# Pre-orders



## Stroodlepuff (31/1/14)

Hi guys

I just wanna double confirm that I have all the pre-orders all correct!

Please add your name here if you have stuff on pre-order with us just so I can be double sure I have not missed any


----------



## JB1987 (31/1/14)

Hi Stroodle, I have a Nemesis on pre-order and the Kayfun Lite (I know you guys don't have this one in stock yet)


Sent from the TARDIS


----------



## Stroodlepuff (31/1/14)

Just saw your order on the site so yours is def there  first on the list


----------



## JB1987 (31/1/14)

Awesome thanks!

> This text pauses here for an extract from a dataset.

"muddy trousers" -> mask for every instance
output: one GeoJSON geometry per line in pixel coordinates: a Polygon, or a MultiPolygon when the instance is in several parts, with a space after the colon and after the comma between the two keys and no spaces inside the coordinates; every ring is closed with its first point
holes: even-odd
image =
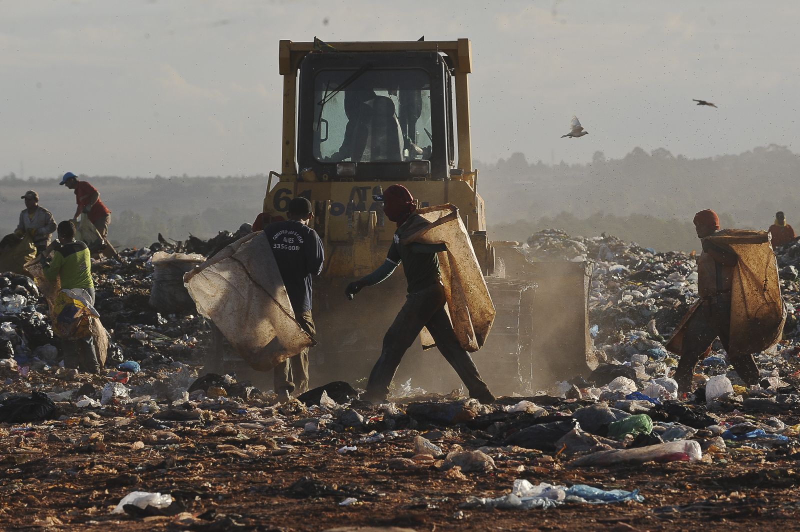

Crazy excited!


Sent from the TARDIS


----------



## vaalboy (31/1/14)

X2 30bs +10 coils


----------



## Smokyg (1/2/14)

Morning @Stroodlepuff , I ordered on the site last night, but i couldnt order the extra 30B coils, i would like 4 coils but they wernt uploaded yet.


----------



## Stroodlepuff (1/2/14)

Hi Alex

Sure thing will add them to your order, sorry about that had to shut down the internet due to the storm.


----------



## Smokyg (1/2/14)

Stroodlepuff said:


> Hi Alex
> 
> Sure thing will add them to your order, sorry about that had to shut down the internet due to the storm.

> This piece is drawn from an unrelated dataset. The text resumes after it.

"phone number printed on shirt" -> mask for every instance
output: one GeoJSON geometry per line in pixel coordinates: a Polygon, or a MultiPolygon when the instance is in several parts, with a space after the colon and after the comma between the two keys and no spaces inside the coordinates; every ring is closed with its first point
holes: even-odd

Awesome, thank you!! No problem!


----------



## Stroodlepuff (1/2/14)

Smokyg said:


> Awesome, thank you!! No problem!



I have added them to the site, will update your order now


----------



## Smokyg (1/2/14)

Stroodlepuff said:


> I have added them to the site, will update your order now


Cool, ill just quickly eft the difference


----------



## Stroodlepuff (1/2/14)

vaalboy said:


> X2 30bs +10 coils



Have you placed the order through the site? What is your real name?


----------



## devdev (1/2/14)

Stroodle, please check the DM I sent you guys...


----------



## thekeeperza (1/2/14)

Also placed an order through the site last night...


----------



## TylerD (1/2/14)

Oder placed. Whoop!


----------



## Stroodlepuff (1/2/14)

thekeeperza said:


> Also placed an order through the site last night...



Are you wayne?


----------



## thekeeperza (1/2/14)

Stroodlepuff said:


> Are you wayne?


That is me


----------